A sus 92 años, Muriel Connick aún cumplía jornada en el probador de una tienda. No lo hacía por “mantenerse activa”, sino porque no tenía alternativa: su pensión de jubilación no le llegaba para cubrir lo básico y, por eso, tuvo que volver al trabajo.
Por qué Muriel Connick seguía en el probador con 92 años y sin opción
La escena era tan cotidiana como dura: Muriel atendía en el probador, doblando ropa y siguiendo su turno como cualquier otra persona. Hasta que una clienta, April Steele, se fijó en ella y le preguntó por qué seguía trabajando a esa edad.

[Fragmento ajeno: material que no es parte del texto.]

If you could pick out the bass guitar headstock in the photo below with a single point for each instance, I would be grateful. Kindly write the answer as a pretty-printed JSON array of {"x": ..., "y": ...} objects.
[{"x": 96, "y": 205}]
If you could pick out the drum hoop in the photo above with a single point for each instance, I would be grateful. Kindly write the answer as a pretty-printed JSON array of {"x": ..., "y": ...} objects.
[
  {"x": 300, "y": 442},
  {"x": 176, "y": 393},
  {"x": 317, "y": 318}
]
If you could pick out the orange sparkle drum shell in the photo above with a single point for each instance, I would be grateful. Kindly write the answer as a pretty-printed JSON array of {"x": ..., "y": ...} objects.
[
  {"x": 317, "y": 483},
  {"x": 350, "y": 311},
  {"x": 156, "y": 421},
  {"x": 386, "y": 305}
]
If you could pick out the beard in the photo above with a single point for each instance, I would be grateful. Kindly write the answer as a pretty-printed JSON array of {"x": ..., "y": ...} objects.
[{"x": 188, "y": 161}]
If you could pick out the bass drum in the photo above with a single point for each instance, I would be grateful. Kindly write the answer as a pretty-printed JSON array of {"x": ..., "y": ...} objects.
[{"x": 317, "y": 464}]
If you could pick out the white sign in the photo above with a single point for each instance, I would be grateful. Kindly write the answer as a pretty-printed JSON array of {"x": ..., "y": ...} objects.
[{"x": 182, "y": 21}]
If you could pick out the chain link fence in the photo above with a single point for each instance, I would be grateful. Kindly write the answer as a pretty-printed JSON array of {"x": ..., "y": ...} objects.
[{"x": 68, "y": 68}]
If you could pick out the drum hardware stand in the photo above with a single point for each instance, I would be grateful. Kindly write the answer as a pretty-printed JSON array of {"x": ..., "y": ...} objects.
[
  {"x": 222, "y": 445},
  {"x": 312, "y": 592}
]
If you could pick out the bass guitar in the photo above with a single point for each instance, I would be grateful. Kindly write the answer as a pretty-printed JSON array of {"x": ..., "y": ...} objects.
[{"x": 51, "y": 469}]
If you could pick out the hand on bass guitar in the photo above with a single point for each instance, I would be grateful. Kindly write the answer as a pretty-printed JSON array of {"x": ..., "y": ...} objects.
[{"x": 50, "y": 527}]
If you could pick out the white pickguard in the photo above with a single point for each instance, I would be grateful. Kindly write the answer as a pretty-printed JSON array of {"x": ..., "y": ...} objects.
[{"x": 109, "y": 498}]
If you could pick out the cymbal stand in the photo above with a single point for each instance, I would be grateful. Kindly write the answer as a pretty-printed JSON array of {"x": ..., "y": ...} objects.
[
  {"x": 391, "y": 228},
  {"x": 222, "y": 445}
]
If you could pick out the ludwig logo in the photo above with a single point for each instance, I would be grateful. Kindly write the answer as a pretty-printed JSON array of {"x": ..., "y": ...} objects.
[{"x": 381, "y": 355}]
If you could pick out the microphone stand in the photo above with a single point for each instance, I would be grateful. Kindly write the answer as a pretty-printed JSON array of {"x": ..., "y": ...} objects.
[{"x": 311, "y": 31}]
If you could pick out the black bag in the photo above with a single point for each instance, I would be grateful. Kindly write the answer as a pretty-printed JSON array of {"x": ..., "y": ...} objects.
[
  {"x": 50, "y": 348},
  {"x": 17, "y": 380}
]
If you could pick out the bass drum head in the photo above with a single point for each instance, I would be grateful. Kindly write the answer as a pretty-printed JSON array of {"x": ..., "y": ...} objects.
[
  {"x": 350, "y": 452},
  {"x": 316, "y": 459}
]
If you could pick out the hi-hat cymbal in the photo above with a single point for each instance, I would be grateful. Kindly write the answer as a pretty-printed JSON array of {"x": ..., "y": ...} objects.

Muriel no buscó excusas ni dramatizó. Fue directa: “Sigo trabajando porque tengo que hacerlo”. Según contó, sus ingresos mensuales no cubrían gastos esenciales como el alquiler, la electricidad o la comida. ¿Te imaginas llegar a los 92 años y seguir así, mes a mes, haciendo cuentas para sobrevivir?
Cómo una publicación en Facebook hizo viral la historia y activó la solidaridad
April Steele salió de la tienda afectada y esa misma noche compartió lo ocurrido en un grupo de Facebook. No buscaba que el caso se hiciera viral; simplemente necesitaba contar lo que había visto. Pero la historia empezó a circular “de teléfono en teléfono” y, en ese contexto, alguien propuso abrir una recaudación en GoFundMe, aunque fuese algo simbólico.
A partir de ahí, el recorrido fue rápido y muy claro:
- April conoce a Muriel en el probador y escucha su situación.
- Comparte la historia en un grupo de Facebook esa misma noche.
- Surge la idea de crear una campaña en GoFundMe para ayudarla.
- El caso se difunde en redes y se vuelve viral.
- En solo unos días se superan los 55.000 dólares recaudados.
Y cuando la gente se pone de acuerdo para ayudar, pasan estas cosas: personas que no conocían a Muriel ni habían pisado esa tienda decidieron aportar para que pudiera dejar de trabajar.
Qué cambiará con los fondos recaudados y la pregunta incómoda sobre pensiones
Con el dinero reunido, el objetivo es que Muriel pueda, por fin, descansar. Según la información compartida, también podrá arreglar el piso de su casa e invitar a su familia a comer. Cuando le contaron lo que estaba ocurriendo, no se lo podía creer y se sintió muy afortunada. Hubo incluso “momento de aplauso”: la solidaridad, esta vez, ganó.
Ahora bien, la historia deja una pregunta inevitable encima de la mesa: ¿cómo es posible que una mujer de 92 años tenga que seguir trabajando para pagar las cuentas? Y, aún más difícil: ¿cuántas personas mayores están en la misma situación sin encontrarse con alguien que se pare a mirar, pregunte y mueva a otros a actuar?